The installer accepts the parameters, but after saving it errors out.


----------



## frijsdijk (Feb 18, 2011)

I was using bsdinstall-i386-20110205.iso.bz2 in VirtualBox.


----------



## zennybsd (Apr 4, 2011)

Maybe I am an old-styled sysadmin, but I found sysinstall having more options than bsdinstall. But as a sysadmin, I like to create configurations from ground up editing the /boot/loader.conf and /etc/rc.conf and other files making me aware what is where, and implications of the changes to system further helping me debug the system ;-)

PC-BSD already has a comprehensive installer like bsdinstall which has an option to install freebsd-core only and with zfs option if somebody wants. The only problem with their live CD is booting is a hit and trial or guesswork (works in some machines and freezes in others, I tried in several machines so far).


----------



## Kitche (Apr 4, 2011)

Which FreeBSD also has in -current called pc-sysinstall; I tend to use that myself but haven't used the bsdinstall since it came out.


----------



## kpedersen (Apr 4, 2011)

Cool. I am going to give this a play tonight.
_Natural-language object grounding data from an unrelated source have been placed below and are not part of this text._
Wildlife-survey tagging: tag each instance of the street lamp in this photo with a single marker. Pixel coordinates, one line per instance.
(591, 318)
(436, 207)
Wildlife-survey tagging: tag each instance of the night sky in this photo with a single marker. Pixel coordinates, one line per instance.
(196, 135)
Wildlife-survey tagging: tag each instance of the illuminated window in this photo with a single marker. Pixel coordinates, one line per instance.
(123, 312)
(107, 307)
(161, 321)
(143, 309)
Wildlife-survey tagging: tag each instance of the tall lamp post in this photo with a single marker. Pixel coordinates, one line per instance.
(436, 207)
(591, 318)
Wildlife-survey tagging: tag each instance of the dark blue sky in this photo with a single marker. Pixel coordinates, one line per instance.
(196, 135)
Hopefully it will be similar to OpenBSD's where I can just pretty much hold the enter button and everything gets installed with pretty sane defaults (apart from Canada timezone lol)


----------



## phoenix (Apr 4, 2011)

zennybsd said:
			
		

> MaybeI am old-styled sysadmin, but I found sysinstall having more options than bsdinstall.
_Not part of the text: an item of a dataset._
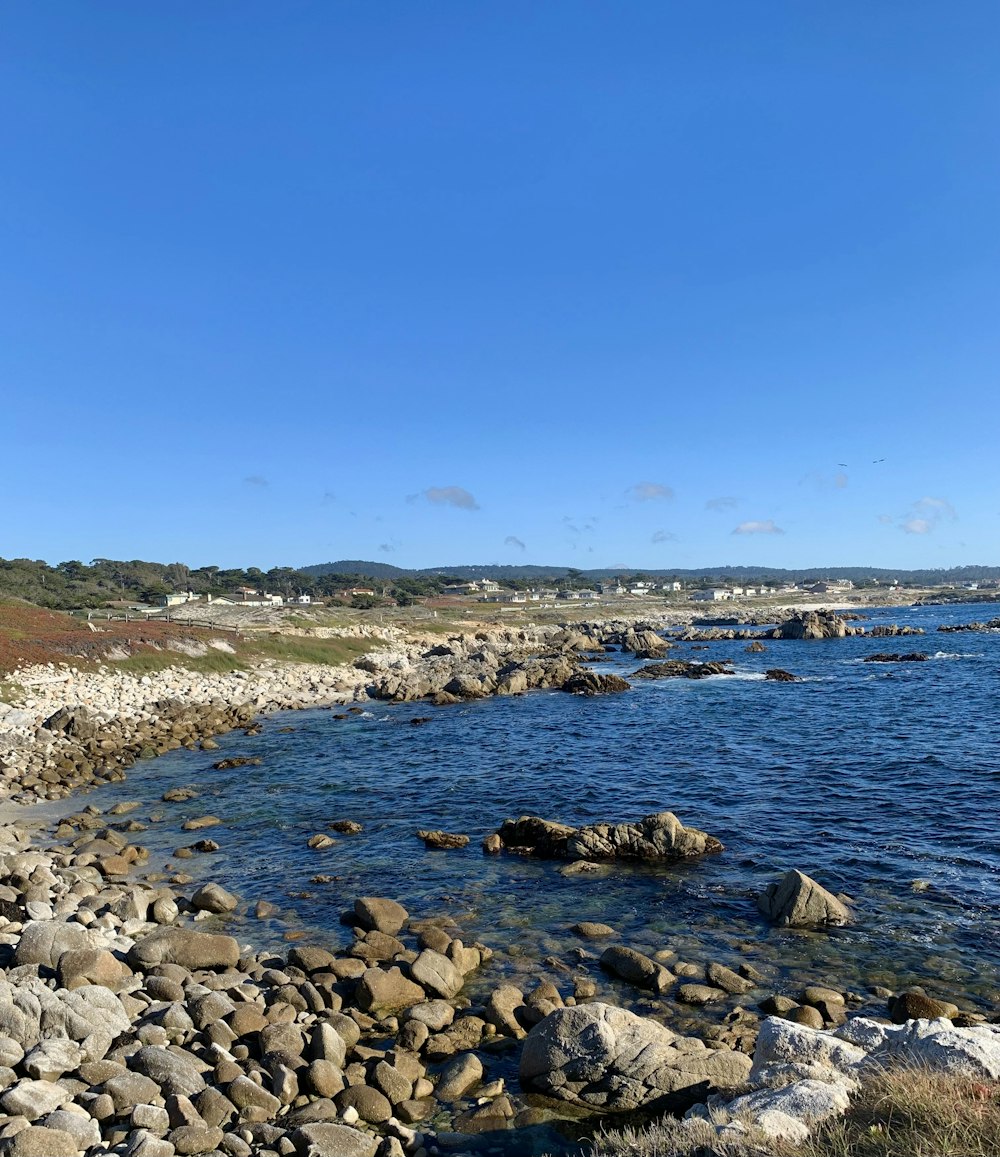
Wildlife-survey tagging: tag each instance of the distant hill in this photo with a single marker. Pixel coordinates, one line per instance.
(917, 577)
(355, 568)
The beauty of bsdinstall is that it is *just* an installer.  It doesn't give you options for configuring the system, it doesn't have 40 bajillion screens to flip through, it doesn't have 14 different ways to start the install, it doesn't clutter up the screen with options no one has clicked on in umpteen years, etc.  

You partition your disk.  You install the OS.  You reboot into the OS.  Once the OS is installed and booted, you can configure it to your heart's content, using the tools that come with the OS, and not trying to shoehorn an installer into a system configuration tool.
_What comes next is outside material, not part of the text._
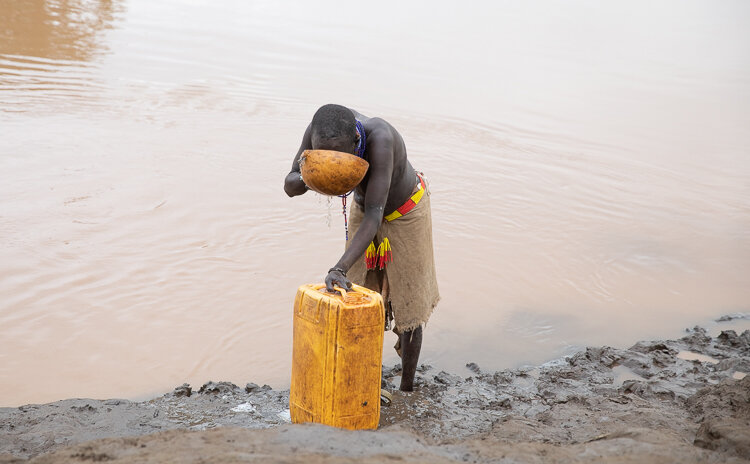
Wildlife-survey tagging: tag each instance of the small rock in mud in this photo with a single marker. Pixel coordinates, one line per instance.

Plus, the bsdinstall CD is a LiveCD, so anything you can do from a shell in FreeBSD, you can do at a shell via the installer.  So, if you want any kind of complex install setup, you just drop to a shell, run the commands needed, pop back to the installer and carry on.  Works great for setting up gmirror(8), hastd(8), gpart(8) partitioning, zfs(8), etc.

bsdinstall gets out of your way, lets you do things how you want, and just gives you a bootable OS.

Compared to sysinstall, it's like a glass of ice cold beer after a long day at the beach.  



> But as a sysadmin, I like to create configurations from ground up editing the /boot/loader.conf and /etc/rc.conf and other files making me aware what is where, and implications of the changes to system further helping me debug the system ;-)



IOW, you like bsdinstall more than sysinstall.  



> PC-BSD already has a comprehensive installer like bsdinstall which has an option to install freebsd-core only and with zfs option if somebody wants. The only problem with their live CD is booting is a hit and trial or guesswork (works in some machines and freezes in others, I tried in several machines so far).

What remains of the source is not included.